Autre problème avec les monocultures, elles ont tendance à brûler beaucoup plus vite. Ce qui est problématique à bien des égards. Par exemple, lors d’un incendie, les arbres qui brûlent rejettent aussi une grande partie du CO2 emmagasiné. 

Le lieu de plantation change tout

S’ajoute encore une autre difficulté : l’endroit où ces plantations sont faites. De nombreuses études mettent en avant des plantations réalisées sans concertation avec les populations locales, ou alors qui sont installées dans des zones humides ou dans des prairies.

En 2021, c’est la revue Nature qui se penche sur la plantation d’arbres dans le nord de l’Inde. « Nous constatons que les plantations d’arbres n’ont pas, en moyenne, augmenté la proportion du couvert forestier et ont légèrement modifié la composition de la forêt, au détriment des variétés à feuilles larges appréciées par la population locale, rapportent les chercheurs. (…) Nous concluons que des décennies de programmes coûteux de plantation d’arbres dans cette région ne se sont pas révélées efficaces. »

Ces stratégies ont aussi pour conséquence de réduire l’espérance de vie des arbres. En 2013, une étude réalisée au Rwanda et publiée dans la revue AJOL, mettait en avant que dans les projets de plantations d’arbres, peu survivent, entre 35 et 65 %.

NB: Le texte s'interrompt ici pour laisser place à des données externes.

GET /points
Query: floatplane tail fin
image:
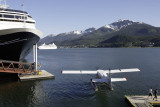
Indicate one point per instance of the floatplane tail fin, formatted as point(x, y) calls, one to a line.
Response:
point(118, 79)
point(124, 70)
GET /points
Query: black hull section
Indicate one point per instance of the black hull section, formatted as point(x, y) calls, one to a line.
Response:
point(16, 46)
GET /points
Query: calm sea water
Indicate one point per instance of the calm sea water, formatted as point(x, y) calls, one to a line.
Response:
point(76, 90)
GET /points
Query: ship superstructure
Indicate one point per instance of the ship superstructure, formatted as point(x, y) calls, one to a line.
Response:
point(18, 33)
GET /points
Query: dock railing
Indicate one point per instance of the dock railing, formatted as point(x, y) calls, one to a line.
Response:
point(16, 67)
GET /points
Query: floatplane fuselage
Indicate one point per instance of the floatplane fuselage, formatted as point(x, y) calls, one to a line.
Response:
point(104, 76)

« Plutôt que de planter des arbres n’importe où, le mieux est d’investir dans l’entretien et la restauration des prairies et des zones humides »

Pour Aurélie Gousset, en plus de son manque d’efficacité, cette stratégie peut aussi s’avérer néfaste. « Beaucoup de ces forêts de monoculture sont plantées dans des zones jugées peu intéressantes comme les prairies ou les zones humides. Or, on sait que ces zones-là sont très efficaces pour lutter contre le réchauffement climatique. En les détruisant pour planter des arbres jeunes et en monocultures, on accélère le réchauffement climatique. »

Alors que faire ? « Plutôt que de planter des arbres n’importe où, le mieux est d’investir dans l’entretien et la restauration des prairies et des zones humides », conclut Aurélie Gousset. « D’autant plus qu’il existe des écosystèmes très performants qui permettent de stocker du carbone et donc de lutter contre le réchauffement climatique, comme les tourbières ou les grandes prairies sous-marines de posidonie », ajoute Sophie Gachet. « Avant de vouloir planter [des arbres], peut-être faudrait-il mieux préserver les milieux menacés ainsi que la biodiversité. » Une façon aussi d’avoir des résultats plus rapides mais aussi et surtout plus durables.